Children delivered by cesarean section are known to have severely delayed bacterial colonization, and a higher risk of developing MS. This might seem contradictory considering the mouse experiments, but research clearly shows that when normal bacterial colonization (from vaginal and fecal bacteria during birth, or bacteria ingested during breast-feeding) is prevented, other, less friendly, bacterial species move in, increasing the risk for disease. In fact, studies show that MS patients have often been breastfed for shorter periods than people free of the disease.

Going back to studies of MS patients’ guts, researchers typically find that patients have a greater variability in their bacterial species than healthy people. Certain types were more often affected, with several studies reporting lower numbers of Bacteroides, Faecalibacterium, Prevotella, and Anaerostipes, while Bifidobacterium and Streptococcus were found in higher numbers.

Indications that bacterial toxins might be involved in MS development have also emerged, but this hypothesis is not yet well-investigated.

Since evidence of the two links — between gut bacteria and our immune system, and between an imbalance in gut bacteria and MS — started to mount, researchers have turned their gaze to interventions targeting the gut, hoping to find new ways to harness a disease that has proven difficult to master.

Several such studies are in clinical trials. Vitamin D is thought to be beneficial for MS patients, and some trials show that it lowers the risk of relapses and new brain lesions. With a known role for the vitamin in the workings of the immune system, it is not surprising to find that patients on vitamin D treatments had lower levels of inflammatory T-cells and other immune mediators. There are also some indications that vitamin D has direct effects on the bacterial composition in the gut.

Another intervention, with a better known link to the gut, is probiotics — the addition of good bacteria through supplements. Probiotics are already extensively used in patients with inflammatory gut conditions, but experiments in MS mouse models have produced mixed results. Probiotic use also has not been investigated in MS patients.

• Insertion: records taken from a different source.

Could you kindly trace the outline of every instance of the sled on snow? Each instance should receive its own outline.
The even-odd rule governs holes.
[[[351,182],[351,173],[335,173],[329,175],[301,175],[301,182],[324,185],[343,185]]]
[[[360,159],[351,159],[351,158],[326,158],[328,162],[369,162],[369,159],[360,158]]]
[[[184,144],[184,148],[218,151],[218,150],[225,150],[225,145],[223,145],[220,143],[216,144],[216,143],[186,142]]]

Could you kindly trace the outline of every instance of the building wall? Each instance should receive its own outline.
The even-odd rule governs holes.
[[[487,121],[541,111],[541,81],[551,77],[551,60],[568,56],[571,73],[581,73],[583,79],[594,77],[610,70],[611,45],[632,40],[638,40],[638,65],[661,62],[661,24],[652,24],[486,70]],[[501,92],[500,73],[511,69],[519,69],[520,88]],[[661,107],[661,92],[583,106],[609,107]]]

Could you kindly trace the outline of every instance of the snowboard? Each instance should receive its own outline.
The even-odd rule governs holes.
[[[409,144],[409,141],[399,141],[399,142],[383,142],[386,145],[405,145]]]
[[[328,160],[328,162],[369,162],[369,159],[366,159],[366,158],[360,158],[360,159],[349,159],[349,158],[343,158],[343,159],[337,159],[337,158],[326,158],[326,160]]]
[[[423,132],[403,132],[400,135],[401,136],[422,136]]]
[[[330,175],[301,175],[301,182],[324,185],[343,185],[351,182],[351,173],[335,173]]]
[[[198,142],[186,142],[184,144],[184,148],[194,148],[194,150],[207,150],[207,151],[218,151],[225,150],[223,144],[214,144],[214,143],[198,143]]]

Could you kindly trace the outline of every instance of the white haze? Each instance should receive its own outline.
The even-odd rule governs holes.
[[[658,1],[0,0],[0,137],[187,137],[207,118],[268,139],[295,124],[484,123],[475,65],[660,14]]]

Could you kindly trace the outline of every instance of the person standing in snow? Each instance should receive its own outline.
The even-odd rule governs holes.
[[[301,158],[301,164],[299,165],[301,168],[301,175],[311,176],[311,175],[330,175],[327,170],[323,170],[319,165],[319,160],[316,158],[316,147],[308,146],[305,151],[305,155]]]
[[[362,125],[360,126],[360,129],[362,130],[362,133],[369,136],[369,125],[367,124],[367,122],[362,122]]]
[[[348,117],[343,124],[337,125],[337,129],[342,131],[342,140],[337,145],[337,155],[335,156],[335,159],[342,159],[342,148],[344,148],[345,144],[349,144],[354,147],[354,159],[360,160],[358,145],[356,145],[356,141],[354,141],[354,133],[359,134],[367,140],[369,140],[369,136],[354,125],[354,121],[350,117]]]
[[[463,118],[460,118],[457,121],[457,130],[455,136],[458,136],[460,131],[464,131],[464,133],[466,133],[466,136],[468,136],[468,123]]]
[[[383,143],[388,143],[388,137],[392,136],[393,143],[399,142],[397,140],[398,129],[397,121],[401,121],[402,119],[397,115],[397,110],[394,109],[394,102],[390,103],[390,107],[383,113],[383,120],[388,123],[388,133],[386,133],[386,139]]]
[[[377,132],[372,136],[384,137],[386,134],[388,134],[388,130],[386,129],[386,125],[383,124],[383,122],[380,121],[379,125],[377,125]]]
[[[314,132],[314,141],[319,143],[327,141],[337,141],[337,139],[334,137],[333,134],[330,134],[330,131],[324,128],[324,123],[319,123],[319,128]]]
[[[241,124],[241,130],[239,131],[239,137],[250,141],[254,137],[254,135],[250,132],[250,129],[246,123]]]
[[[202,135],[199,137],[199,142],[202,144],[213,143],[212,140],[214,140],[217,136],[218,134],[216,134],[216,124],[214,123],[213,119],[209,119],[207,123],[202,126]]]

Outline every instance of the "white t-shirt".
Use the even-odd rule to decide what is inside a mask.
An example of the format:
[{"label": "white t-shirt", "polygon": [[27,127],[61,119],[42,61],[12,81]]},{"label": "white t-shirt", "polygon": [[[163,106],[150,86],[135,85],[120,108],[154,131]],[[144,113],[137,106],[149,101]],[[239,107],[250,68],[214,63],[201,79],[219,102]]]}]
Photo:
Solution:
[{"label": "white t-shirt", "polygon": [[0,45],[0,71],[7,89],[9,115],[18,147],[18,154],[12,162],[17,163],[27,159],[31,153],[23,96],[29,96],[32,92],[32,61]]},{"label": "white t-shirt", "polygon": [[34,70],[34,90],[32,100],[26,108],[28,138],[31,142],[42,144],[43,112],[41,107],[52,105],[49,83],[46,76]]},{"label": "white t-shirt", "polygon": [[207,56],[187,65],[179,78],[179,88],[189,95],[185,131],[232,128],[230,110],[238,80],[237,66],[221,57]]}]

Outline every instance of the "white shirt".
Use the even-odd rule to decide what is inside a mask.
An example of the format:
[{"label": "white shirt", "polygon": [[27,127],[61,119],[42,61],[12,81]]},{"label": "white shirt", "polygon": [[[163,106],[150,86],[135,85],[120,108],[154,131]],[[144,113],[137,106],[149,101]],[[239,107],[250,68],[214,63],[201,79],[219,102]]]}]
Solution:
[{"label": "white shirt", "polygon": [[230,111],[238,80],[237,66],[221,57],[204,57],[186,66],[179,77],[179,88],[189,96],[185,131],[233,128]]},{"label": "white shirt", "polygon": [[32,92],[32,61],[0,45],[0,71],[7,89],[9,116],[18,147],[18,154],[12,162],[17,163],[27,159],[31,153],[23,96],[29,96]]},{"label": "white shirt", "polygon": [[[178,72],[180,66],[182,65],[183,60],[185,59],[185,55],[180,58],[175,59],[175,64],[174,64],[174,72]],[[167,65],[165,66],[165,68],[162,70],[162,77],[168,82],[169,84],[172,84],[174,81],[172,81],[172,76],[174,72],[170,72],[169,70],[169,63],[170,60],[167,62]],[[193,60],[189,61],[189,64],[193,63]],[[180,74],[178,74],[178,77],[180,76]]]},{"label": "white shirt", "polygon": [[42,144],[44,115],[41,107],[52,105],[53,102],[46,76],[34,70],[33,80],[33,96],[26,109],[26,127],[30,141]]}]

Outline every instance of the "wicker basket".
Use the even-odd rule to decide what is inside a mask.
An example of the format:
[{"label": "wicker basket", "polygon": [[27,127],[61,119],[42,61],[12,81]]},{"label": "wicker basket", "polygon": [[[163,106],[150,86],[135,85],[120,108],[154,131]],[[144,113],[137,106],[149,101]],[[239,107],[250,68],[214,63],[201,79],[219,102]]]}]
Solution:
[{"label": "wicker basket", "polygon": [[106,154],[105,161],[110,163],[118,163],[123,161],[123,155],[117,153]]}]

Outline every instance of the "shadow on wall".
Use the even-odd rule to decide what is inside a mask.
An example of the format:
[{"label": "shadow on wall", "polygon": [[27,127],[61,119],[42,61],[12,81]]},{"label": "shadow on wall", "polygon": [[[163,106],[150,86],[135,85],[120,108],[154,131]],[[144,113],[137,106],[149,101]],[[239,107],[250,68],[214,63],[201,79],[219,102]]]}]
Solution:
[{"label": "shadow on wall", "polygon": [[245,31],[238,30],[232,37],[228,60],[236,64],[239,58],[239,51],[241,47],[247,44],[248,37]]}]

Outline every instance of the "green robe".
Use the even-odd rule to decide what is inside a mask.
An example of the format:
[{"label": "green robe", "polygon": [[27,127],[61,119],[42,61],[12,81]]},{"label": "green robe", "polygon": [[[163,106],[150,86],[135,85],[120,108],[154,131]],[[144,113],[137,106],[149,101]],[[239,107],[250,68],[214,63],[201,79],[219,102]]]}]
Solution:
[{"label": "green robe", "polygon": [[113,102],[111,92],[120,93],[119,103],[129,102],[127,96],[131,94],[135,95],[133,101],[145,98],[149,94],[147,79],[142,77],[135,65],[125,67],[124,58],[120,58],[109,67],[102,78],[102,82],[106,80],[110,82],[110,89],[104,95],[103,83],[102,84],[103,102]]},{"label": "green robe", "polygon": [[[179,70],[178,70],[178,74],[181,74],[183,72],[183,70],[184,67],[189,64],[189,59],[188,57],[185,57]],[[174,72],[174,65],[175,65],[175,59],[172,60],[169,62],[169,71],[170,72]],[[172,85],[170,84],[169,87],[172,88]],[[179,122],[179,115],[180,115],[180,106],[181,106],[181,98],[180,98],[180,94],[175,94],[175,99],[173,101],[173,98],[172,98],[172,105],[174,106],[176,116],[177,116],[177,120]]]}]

But future trials have a number of issues to consider. Just adding a bacterial species to an environment already inhabited by millions of others does not guarantee that it will survive. Bacteria use several mechanisms to kill each other in the fight for space and nutrients. For example, many bacteria live in symbiosis with viruses that infect and kill their unwanted neighbors. To improve the chances of added bacteria surviving, probiotic supplements might need to be tailored to the specific imbalance present in each patient.

Another trick scientists are considering is making use of viruses, by giving bacteria virus combinations that can easier compete with disease-causing species. A Phase 2 clinical trial of such a virus, used against a bacteria that has developed resistance to most antibiotics, has shown promising results.

As mentioned earlier, diet is also key to keeping the gut healthy, as many of the inflammation-causing species require nutrients typically present in a Western diet.

The idea that MS can be tackled by controlling our gut inhabitants is, nevertheless, rather new, and plenty of research is needed to show exactly if, and how, this might be made possible.